Category: My Band

My First Electric Guitar

In 1991 my parents bought me my first electric guitar and electric guitar amp for Christmas. The guitar was a brand new Squier II HSS Stratocaster in red, and the amp was a Peavey Rage 108 solid state practice amp. I loved that thing, and I learned on it for years but it eventually became my experimental project guitar. It was on that guitar that I taught myself how to replace pickups and knobs, and as you can see in the 3rd photo I even tried my hand (unsuccessfully) at painting. Eventually, I moved on from that guitar to others, an Aspen Les Paul copy, a Washburn (also seen in photo 3), and some other off-brand emerald green S-type that wasn’t work its weight in wood. Unfortunately in the end, I modified the Squier into oblivion. Its mangled body resided at a friend’s house for years, while its neck lived the rest of its life in my storage shed. The bridge and electronics live in a ziplock bag in my tool box. While my original Squier II won’t be played again, I may have found its brother online, and it may have to come live with me soon…

High Fidelity – Won’t Get Fooled Again

I had uploaded this video (High Fidelity playing The Who’s “Won’t Get Fooled Again”) to YouTube, but YouTube’s processing of the video put the video and audio out of sync. This version is the original, higher resolution version.

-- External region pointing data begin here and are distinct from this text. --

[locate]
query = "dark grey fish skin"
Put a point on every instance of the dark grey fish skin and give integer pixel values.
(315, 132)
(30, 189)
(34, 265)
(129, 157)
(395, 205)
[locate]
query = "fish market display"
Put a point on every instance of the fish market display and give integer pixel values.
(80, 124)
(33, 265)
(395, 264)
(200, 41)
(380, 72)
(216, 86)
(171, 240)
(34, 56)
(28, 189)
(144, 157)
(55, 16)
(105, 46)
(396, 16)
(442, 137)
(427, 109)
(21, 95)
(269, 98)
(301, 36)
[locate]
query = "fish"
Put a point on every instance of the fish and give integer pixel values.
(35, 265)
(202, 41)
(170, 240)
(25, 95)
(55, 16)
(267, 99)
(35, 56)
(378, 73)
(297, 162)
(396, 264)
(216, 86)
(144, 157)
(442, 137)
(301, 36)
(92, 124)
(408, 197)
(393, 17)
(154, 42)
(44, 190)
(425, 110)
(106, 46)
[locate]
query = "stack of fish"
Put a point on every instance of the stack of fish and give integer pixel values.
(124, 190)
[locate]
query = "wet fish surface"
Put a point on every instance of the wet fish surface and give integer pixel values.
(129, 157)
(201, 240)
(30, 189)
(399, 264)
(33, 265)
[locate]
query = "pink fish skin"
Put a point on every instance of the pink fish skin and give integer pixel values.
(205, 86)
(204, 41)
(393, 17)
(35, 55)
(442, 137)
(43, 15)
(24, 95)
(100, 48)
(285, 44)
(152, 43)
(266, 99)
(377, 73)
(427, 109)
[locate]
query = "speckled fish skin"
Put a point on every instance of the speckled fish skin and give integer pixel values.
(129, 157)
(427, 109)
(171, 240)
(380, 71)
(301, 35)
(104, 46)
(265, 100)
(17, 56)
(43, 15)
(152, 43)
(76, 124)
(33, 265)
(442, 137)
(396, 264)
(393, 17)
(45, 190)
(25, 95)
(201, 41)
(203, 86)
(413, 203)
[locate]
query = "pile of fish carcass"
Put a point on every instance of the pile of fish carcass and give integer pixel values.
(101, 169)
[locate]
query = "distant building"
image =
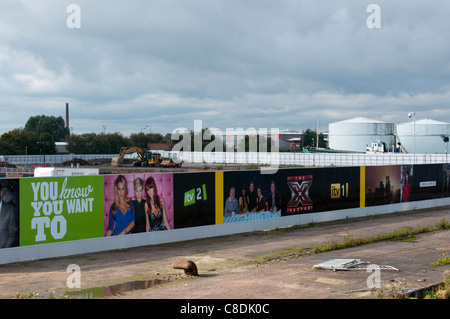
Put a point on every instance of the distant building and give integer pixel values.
(61, 148)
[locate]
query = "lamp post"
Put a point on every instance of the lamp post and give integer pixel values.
(413, 114)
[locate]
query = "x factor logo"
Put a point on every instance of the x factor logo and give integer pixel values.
(300, 201)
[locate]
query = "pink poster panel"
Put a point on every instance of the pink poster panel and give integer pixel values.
(148, 199)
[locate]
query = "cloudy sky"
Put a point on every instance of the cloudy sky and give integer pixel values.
(141, 65)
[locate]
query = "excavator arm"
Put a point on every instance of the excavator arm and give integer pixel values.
(116, 161)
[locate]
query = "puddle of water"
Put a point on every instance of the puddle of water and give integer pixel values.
(115, 290)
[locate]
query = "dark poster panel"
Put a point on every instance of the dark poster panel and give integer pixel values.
(446, 180)
(9, 213)
(335, 188)
(424, 182)
(289, 191)
(383, 185)
(194, 199)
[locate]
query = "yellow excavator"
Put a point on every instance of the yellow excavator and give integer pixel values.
(145, 158)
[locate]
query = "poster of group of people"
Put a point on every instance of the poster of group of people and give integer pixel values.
(45, 210)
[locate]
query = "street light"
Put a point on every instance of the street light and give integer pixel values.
(413, 114)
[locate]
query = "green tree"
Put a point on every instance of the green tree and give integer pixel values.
(309, 139)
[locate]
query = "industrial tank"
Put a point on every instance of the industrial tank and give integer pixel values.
(355, 135)
(429, 137)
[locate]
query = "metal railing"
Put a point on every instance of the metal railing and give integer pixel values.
(256, 158)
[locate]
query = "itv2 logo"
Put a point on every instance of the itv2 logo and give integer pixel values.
(194, 195)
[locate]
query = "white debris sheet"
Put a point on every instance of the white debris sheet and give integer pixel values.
(350, 264)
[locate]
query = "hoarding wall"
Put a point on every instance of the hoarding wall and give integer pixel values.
(63, 209)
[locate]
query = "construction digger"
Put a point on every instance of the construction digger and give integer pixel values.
(145, 158)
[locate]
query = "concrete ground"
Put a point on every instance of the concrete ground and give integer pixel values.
(248, 266)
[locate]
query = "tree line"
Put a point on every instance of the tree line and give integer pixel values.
(40, 133)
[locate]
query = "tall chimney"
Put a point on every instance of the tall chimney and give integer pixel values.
(67, 115)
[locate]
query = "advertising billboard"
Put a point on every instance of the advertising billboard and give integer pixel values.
(9, 213)
(135, 203)
(383, 185)
(194, 199)
(60, 209)
(249, 195)
(421, 182)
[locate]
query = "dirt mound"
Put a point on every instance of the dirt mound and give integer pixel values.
(76, 161)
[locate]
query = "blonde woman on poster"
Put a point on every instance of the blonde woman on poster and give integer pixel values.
(121, 214)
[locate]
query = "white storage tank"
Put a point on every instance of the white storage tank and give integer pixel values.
(428, 137)
(355, 135)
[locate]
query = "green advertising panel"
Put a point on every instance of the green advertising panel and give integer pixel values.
(60, 209)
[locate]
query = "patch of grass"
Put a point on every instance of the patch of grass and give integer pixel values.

High Fidelity – Won’t Get Fooled Again

Whining – Guitars

Errrrgh! So, I finally have the guitars I’ve always wanted but now they all need work. The Carvin DC-200 needs its intonation and action fixed. The Peavey Wolfgang Special FR needs its action fixed, and the Peavey Wolfgang Special ST needs its intonation adjusted. Dammit! That’s a big chunk of change to get all that work done. The Carvin was my main axe for years, and has only been tweaked once, so it’s definitely due for some repairs. The Peavey Wolfgang Special FR is a 1998 model, and I’m not suprised it needs some work. (Let’s just say it’s an “experienced” guitar. 😉 ) The Peavey Wolfgang Special ST just needs the Tune-O-Matic adjusted so that it’s intonation will be correct. That guitar is brand new, but sat on a shelf for a long time before it found a home in my office.

Anyway, it looks like I’m gonna have to prioritize what gets fixed first. I can’t afford ~$300 worth of guitar adjustments in one lump. Like I said earlier – Errrrghhh!!!